What are the Correct Questions?

          Here are the right questions: How can we move back to a full-employment economy with good jobs and rising middle-class incomes? How can we restore American leadership for peace and prosperity and leave our children and grandchildren a brighter future? What do Americans need government to do to achieve these goals? How are we doing now, compared with our own history and expectations? How are we doing compared with the competition from other nations? As you'll see, there remains a lot of space for a real, productive debate, areas in which both Democrats and Republicans could contribute to bipartisan solutions that actually get our country back in the future business.
          In a positive political environment, liberals and conservatives could learn from each other and advance the public interest.
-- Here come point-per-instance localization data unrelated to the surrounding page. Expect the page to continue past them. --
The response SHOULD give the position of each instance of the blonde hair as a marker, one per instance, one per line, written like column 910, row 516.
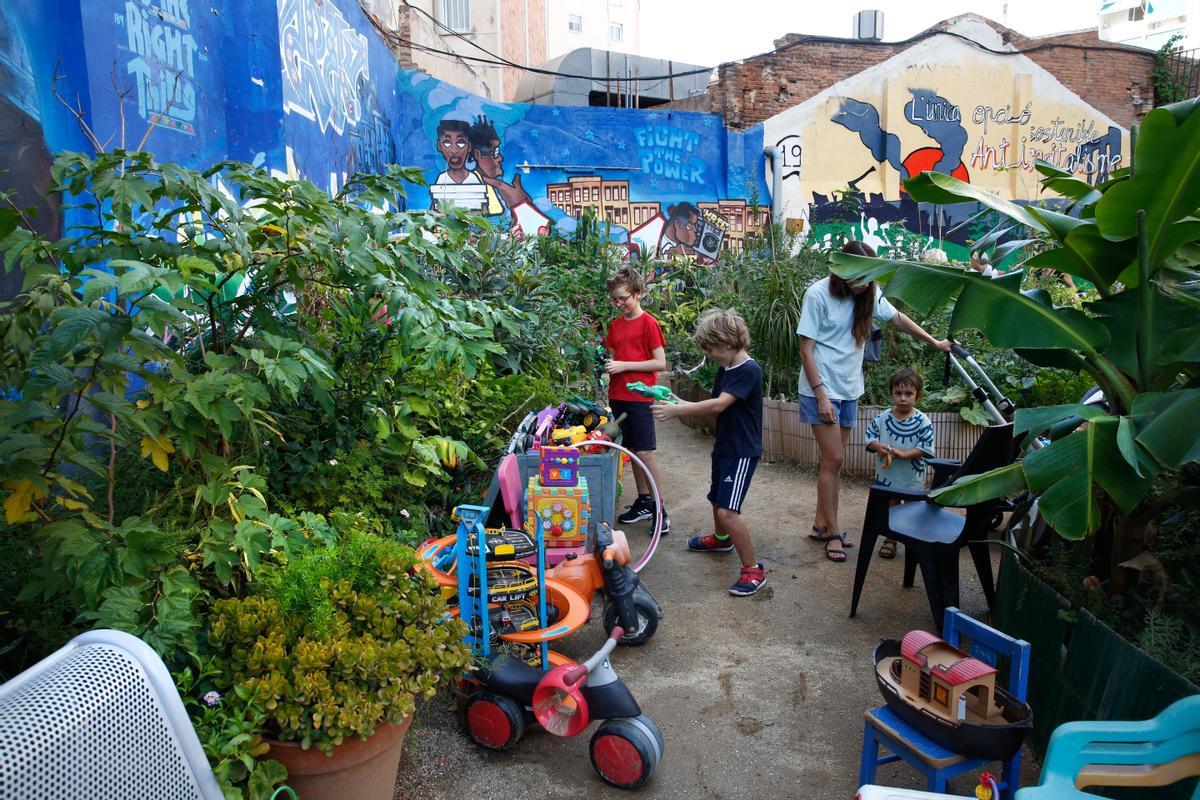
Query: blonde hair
column 627, row 277
column 721, row 328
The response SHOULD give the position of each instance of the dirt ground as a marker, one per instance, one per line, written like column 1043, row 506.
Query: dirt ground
column 756, row 697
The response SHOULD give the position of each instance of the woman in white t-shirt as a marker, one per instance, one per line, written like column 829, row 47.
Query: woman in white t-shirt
column 835, row 323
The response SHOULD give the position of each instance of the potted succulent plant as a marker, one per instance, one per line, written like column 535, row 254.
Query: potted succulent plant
column 337, row 645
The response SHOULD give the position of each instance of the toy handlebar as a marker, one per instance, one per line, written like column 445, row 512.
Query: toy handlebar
column 661, row 394
column 581, row 672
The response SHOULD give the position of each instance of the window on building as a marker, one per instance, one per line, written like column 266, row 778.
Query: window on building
column 455, row 14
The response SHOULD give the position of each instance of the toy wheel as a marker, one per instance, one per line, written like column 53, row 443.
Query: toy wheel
column 625, row 752
column 493, row 721
column 647, row 621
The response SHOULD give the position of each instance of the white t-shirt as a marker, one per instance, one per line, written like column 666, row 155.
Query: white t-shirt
column 829, row 322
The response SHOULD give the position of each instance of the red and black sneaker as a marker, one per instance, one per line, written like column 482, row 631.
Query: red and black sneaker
column 709, row 543
column 751, row 579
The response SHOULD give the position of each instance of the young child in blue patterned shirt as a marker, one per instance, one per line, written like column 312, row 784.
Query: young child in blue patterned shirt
column 903, row 438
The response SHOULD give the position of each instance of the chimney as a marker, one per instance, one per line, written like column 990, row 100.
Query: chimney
column 869, row 25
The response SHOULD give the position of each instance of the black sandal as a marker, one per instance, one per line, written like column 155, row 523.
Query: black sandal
column 837, row 557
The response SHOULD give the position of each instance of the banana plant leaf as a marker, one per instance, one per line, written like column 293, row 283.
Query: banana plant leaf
column 1165, row 184
column 1067, row 471
column 1121, row 316
column 995, row 307
column 1085, row 253
column 1182, row 346
column 1168, row 426
column 942, row 190
column 1063, row 182
column 985, row 486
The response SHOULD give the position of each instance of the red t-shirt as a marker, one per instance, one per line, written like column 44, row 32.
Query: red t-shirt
column 633, row 340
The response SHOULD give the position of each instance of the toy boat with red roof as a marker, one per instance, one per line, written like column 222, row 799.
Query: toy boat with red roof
column 951, row 697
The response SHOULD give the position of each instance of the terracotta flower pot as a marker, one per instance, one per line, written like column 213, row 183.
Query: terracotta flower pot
column 364, row 770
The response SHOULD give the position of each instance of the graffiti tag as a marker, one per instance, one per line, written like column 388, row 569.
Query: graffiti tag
column 1002, row 115
column 324, row 59
column 162, row 61
column 792, row 152
column 663, row 150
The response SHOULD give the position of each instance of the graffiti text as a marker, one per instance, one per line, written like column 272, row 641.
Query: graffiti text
column 663, row 150
column 162, row 61
column 324, row 59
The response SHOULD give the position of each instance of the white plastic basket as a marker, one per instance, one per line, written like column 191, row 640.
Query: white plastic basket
column 100, row 719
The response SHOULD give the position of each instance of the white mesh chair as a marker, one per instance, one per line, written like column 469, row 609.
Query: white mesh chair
column 100, row 719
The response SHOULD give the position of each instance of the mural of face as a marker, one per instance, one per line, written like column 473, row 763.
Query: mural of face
column 454, row 145
column 682, row 227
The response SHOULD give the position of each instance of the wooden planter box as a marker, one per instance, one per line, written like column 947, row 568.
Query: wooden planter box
column 786, row 439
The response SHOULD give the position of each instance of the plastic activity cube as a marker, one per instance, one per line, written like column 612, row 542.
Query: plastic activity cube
column 564, row 511
column 559, row 467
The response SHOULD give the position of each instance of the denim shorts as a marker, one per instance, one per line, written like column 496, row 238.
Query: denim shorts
column 845, row 410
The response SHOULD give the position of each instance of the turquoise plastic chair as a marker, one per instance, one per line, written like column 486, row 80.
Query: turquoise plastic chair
column 1155, row 752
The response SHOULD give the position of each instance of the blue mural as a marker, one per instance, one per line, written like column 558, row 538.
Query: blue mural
column 306, row 88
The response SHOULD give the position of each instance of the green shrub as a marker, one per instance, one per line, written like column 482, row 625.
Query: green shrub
column 339, row 642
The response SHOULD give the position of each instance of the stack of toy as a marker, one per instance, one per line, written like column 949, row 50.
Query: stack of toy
column 558, row 497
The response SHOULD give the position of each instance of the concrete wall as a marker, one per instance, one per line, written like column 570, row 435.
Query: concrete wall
column 941, row 104
column 307, row 88
column 1111, row 77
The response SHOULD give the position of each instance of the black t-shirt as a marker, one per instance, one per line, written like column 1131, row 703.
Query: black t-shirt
column 739, row 426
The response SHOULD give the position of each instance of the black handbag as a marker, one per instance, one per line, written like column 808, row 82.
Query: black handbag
column 874, row 348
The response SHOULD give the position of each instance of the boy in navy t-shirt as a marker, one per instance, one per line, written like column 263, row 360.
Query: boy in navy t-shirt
column 737, row 403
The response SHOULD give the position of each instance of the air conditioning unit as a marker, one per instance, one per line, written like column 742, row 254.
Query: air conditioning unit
column 869, row 25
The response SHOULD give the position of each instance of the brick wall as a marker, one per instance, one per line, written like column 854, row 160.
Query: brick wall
column 1113, row 78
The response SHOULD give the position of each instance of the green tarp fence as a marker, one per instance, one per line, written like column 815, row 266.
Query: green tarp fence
column 1081, row 669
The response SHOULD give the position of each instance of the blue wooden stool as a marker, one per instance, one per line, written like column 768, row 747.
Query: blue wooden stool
column 936, row 763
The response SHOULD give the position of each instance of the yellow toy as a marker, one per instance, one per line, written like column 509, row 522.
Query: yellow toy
column 568, row 437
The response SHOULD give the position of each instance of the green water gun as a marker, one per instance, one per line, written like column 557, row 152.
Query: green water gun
column 661, row 394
Liberals want to use the government to solve problems and are usually eager to experiment, believing, like Robert Browning's Andrea del Sarto, that "a man's reach should exceed his grasp." True conservatives are more cautious, reminding us that if something sounds too good to be true, it probably is. Liberals believe that government can solve social problems, or at least mitigate them. Conservatives believe culture, including a strong work ethic and stable families, matters more. Progressives believe they can advance liberal goals in a way that reinforces positive cultural norms and avoids "too good to be true" options. Libertarians caution against the potential of even well-conceived government initiatives to restrict individual liberty. In the end, we will need to take into account all of these perspectives to reboot and rebalance our economy. Today, our process is too tilted in favor of powerful private interests over the public interest, in favor of short-term financial gains over long-term employment and income growth, in favor of consumption over investment, in favor of pushing more of our national income up to the top 1 percent over increasing the incomes of the middle class and giving poor people a chance to work their way into it.
          The only people who have taken themselves out of this needed debate are the anti-government ideologues. They already have the answers, and the fact that the evidence doesn't support them is irrelevant. The inevitable consequence of their policies is to push the pedal to the metal of the most destructive trends of the last thirty years, to increase inequality and instability, and to forfeit the future.

Excerpt from Back To Work, Why We Need Smart Government for a Strong Economy, by Bill Clinton, Knopf, 2011, p.36.